On 11/25/2011 11:23 PM, samba-b...@samba.org wrote:
https://bugzilla.samba.org/show_bug.cgi?id=8416

--- Comment #3 from Cristian Rodríguez<crrodrig...@opensuse.org>  2011-11-26 
04:23:34 UTC ---
There is a quirk to be aware of in this systemd unit.

Rsync areturns with non-zero (code 20) exit code when the running service is
stopped, so systemctl stop rsync.service will make the service to enter failed
state and not stopped state.

This is IMHO a bug in rsync when running as daemon. most if not all of other
daemons return 0 exity code on SIGTERM.


Classic user confusion, messages != warnings != errors.

There can be more than one set of conditions or reasons why a program exited without it being necessarily an error or failure. Exit 0 does commonly mean success, and exit 1 does commonly mean false or failed, but exit >1 may mean anything.

Exit values are meant to be informative. 0, being a single value, is not expressive enough to describe all the possible meanings for exiting that aren't necessarily errors or failures.

It's no bug in rsync.
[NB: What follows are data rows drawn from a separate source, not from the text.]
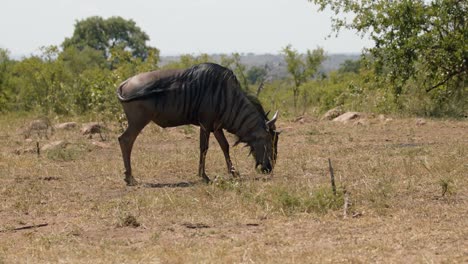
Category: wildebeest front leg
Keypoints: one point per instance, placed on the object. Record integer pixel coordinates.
(204, 142)
(223, 143)
(126, 141)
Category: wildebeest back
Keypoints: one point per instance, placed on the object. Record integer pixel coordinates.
(145, 84)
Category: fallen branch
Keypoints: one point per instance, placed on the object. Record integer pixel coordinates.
(346, 204)
(332, 176)
(25, 227)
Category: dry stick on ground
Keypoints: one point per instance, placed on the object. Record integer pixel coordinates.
(346, 204)
(38, 149)
(25, 227)
(332, 176)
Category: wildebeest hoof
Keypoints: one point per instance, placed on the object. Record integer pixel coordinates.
(131, 181)
(234, 173)
(205, 179)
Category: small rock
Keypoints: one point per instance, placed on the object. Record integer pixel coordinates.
(40, 126)
(55, 145)
(66, 125)
(300, 120)
(91, 128)
(420, 122)
(344, 118)
(332, 113)
(100, 144)
(361, 122)
(29, 150)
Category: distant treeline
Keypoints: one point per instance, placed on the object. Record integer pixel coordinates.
(80, 76)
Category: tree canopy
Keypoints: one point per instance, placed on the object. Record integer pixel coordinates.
(108, 34)
(414, 39)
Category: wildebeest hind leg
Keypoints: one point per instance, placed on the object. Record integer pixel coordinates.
(223, 143)
(204, 142)
(126, 141)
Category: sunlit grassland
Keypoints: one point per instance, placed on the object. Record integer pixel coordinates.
(405, 186)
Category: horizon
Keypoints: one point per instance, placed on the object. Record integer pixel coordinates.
(183, 26)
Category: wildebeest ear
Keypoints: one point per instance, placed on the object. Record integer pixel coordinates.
(272, 121)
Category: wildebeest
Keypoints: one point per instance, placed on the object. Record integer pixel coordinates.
(206, 95)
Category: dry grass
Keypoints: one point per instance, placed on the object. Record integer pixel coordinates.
(407, 185)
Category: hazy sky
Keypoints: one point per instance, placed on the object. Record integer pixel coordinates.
(180, 26)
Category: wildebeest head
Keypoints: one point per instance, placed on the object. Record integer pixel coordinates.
(265, 147)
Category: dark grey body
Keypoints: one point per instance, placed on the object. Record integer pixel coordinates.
(206, 95)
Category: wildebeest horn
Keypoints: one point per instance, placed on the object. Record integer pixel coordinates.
(273, 119)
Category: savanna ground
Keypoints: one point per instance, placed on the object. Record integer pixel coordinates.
(406, 187)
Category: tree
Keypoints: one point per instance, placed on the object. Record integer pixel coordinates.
(302, 68)
(107, 34)
(350, 66)
(256, 74)
(234, 63)
(5, 93)
(413, 39)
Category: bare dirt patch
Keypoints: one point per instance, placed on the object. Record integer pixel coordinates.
(407, 187)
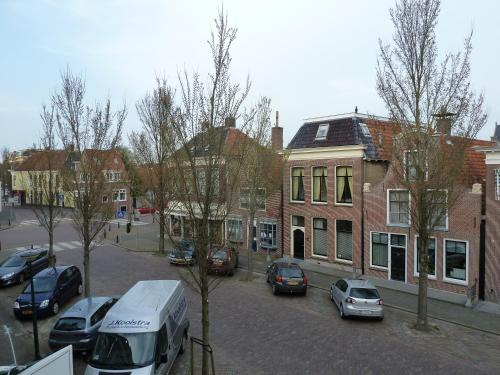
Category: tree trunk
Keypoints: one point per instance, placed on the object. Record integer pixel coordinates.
(205, 323)
(86, 267)
(161, 247)
(249, 245)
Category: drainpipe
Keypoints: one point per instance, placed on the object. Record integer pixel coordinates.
(282, 219)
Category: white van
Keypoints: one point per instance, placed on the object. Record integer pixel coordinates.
(143, 332)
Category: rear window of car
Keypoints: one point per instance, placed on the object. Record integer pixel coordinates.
(364, 293)
(219, 254)
(70, 324)
(291, 272)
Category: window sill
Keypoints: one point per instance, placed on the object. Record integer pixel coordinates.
(396, 225)
(456, 281)
(345, 261)
(379, 268)
(430, 277)
(320, 257)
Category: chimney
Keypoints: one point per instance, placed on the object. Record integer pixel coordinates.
(277, 135)
(443, 121)
(230, 122)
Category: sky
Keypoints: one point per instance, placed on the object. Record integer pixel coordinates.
(312, 58)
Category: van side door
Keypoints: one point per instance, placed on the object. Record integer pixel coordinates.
(162, 355)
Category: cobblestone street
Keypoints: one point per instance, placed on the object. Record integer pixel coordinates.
(254, 332)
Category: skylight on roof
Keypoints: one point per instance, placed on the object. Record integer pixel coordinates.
(322, 131)
(364, 129)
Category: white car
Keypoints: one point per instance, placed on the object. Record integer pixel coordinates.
(357, 297)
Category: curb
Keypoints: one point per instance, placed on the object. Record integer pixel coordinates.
(411, 311)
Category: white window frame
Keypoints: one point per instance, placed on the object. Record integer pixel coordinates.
(445, 228)
(415, 259)
(467, 265)
(257, 208)
(496, 183)
(374, 266)
(312, 237)
(335, 183)
(312, 185)
(322, 132)
(388, 206)
(340, 260)
(291, 184)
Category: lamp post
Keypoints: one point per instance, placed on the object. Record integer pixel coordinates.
(33, 311)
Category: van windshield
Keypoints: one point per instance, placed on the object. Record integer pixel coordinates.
(123, 350)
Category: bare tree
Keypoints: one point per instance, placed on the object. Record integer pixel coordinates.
(428, 154)
(262, 168)
(206, 156)
(45, 179)
(91, 135)
(152, 149)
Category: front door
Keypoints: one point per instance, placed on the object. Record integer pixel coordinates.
(298, 243)
(398, 269)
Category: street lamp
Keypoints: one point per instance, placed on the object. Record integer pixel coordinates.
(33, 308)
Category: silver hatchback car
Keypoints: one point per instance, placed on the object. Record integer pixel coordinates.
(357, 297)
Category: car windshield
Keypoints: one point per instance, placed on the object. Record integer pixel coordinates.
(219, 254)
(123, 350)
(14, 261)
(41, 284)
(70, 324)
(364, 293)
(291, 272)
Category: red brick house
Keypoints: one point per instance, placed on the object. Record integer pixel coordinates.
(492, 210)
(343, 206)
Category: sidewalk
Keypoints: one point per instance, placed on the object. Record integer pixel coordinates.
(322, 276)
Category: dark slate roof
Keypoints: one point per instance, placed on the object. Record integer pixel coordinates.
(496, 135)
(341, 132)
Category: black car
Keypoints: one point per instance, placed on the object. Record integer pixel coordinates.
(286, 277)
(53, 286)
(14, 269)
(79, 324)
(183, 253)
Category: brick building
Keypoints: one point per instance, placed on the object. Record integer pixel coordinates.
(342, 205)
(492, 208)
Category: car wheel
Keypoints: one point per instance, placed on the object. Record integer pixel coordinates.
(55, 308)
(341, 311)
(183, 343)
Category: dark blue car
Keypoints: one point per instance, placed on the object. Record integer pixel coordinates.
(53, 287)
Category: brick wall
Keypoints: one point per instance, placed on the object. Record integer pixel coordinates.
(464, 220)
(492, 251)
(329, 211)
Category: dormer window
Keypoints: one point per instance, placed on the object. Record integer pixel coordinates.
(322, 131)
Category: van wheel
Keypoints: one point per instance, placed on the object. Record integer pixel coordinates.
(341, 311)
(183, 343)
(55, 308)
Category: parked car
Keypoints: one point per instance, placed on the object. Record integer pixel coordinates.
(183, 253)
(14, 269)
(53, 286)
(79, 324)
(286, 277)
(222, 260)
(357, 297)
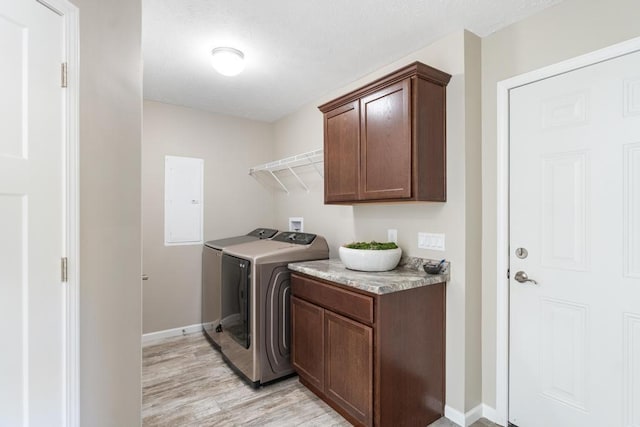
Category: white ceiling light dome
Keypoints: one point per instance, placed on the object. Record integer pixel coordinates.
(227, 61)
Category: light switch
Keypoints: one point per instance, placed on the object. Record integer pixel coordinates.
(433, 241)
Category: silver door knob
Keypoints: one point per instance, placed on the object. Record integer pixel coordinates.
(522, 277)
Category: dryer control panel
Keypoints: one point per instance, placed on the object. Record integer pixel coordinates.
(295, 237)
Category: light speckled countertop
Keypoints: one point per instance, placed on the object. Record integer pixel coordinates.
(409, 274)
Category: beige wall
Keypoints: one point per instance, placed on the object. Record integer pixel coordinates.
(302, 131)
(234, 202)
(572, 28)
(110, 290)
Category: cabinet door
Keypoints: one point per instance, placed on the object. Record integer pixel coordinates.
(342, 153)
(386, 150)
(349, 365)
(307, 349)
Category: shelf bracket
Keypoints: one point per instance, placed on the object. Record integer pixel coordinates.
(298, 178)
(311, 158)
(279, 182)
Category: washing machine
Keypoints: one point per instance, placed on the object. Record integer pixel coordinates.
(211, 277)
(256, 314)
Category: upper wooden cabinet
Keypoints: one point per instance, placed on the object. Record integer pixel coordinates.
(386, 141)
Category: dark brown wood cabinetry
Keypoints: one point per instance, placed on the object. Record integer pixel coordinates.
(386, 141)
(376, 359)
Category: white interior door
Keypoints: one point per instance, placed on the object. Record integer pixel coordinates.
(574, 337)
(32, 364)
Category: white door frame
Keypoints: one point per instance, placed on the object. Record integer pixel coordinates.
(502, 303)
(71, 50)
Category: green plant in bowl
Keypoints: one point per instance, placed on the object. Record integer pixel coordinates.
(370, 256)
(372, 246)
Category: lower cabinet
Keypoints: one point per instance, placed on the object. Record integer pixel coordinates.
(376, 359)
(349, 365)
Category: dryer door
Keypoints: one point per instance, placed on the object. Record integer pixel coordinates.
(236, 285)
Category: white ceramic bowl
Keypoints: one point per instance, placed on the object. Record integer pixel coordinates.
(368, 260)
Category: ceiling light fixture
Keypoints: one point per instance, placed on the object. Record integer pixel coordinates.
(227, 61)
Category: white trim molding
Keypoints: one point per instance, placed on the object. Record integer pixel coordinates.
(152, 337)
(501, 412)
(466, 419)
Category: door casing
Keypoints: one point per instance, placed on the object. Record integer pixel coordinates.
(71, 48)
(502, 303)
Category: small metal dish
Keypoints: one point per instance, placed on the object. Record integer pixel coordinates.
(434, 268)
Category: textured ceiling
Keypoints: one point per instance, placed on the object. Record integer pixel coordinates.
(295, 50)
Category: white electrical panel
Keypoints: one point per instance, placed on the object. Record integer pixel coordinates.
(183, 194)
(431, 241)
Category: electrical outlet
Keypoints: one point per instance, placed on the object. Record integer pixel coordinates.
(296, 224)
(431, 241)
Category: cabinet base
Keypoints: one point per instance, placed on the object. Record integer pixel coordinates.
(329, 402)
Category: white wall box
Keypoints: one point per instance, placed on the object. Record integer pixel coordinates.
(183, 196)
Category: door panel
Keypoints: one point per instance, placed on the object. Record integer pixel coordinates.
(349, 365)
(307, 355)
(632, 210)
(386, 169)
(575, 207)
(32, 149)
(342, 153)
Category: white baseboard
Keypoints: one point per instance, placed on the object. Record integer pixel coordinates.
(492, 415)
(152, 337)
(464, 420)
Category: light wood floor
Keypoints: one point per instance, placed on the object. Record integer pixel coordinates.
(185, 382)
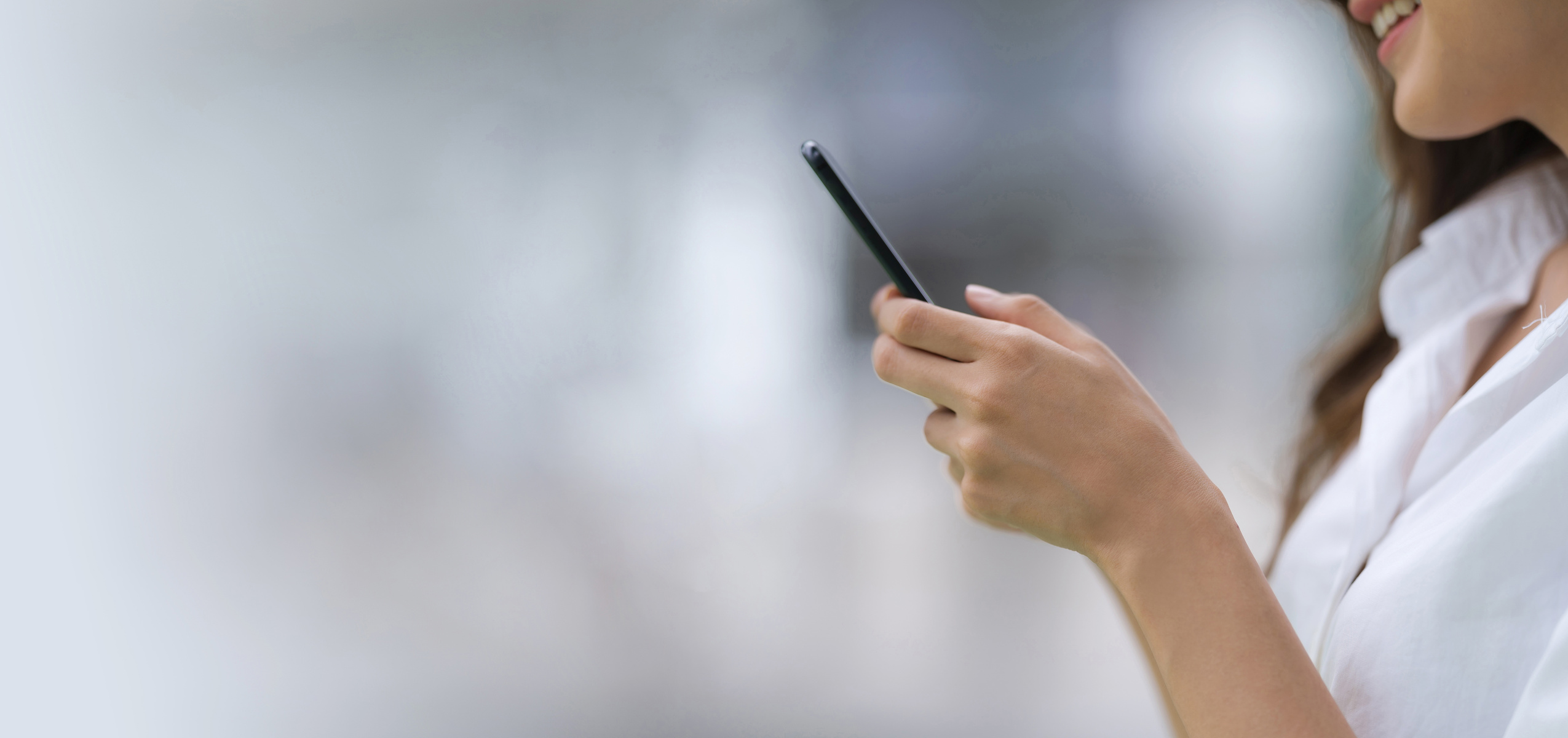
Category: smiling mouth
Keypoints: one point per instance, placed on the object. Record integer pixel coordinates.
(1390, 15)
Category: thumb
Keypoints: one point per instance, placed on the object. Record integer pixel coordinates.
(1026, 311)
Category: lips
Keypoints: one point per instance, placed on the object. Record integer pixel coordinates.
(1392, 15)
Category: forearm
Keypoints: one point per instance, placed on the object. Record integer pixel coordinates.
(1225, 651)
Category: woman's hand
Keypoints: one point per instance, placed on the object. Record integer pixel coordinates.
(1048, 433)
(1045, 428)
It's just one more of many design limitations and broken assumptions of systemd, for all it's admitted improvements over sysv init.

Systemd should provide a mechanism by which the service file author can tell systemd how a particular daemon behaves, instead of assuming all daemons only behave exactly one way and that any other way is automatically wrong.

Petition systemd to add that feature, or dig into their docs and make sure such a mechanism doesn't already exist, or write a wrapper script around rsync to satisfy systemd.

It might be a feature request to add a "systemd mode" to rsyncd to tell it "only exit with 0 unless there was really a failure or error" But that's a feature request to pacify something else for the convenience of users, not a bug that needs fixing.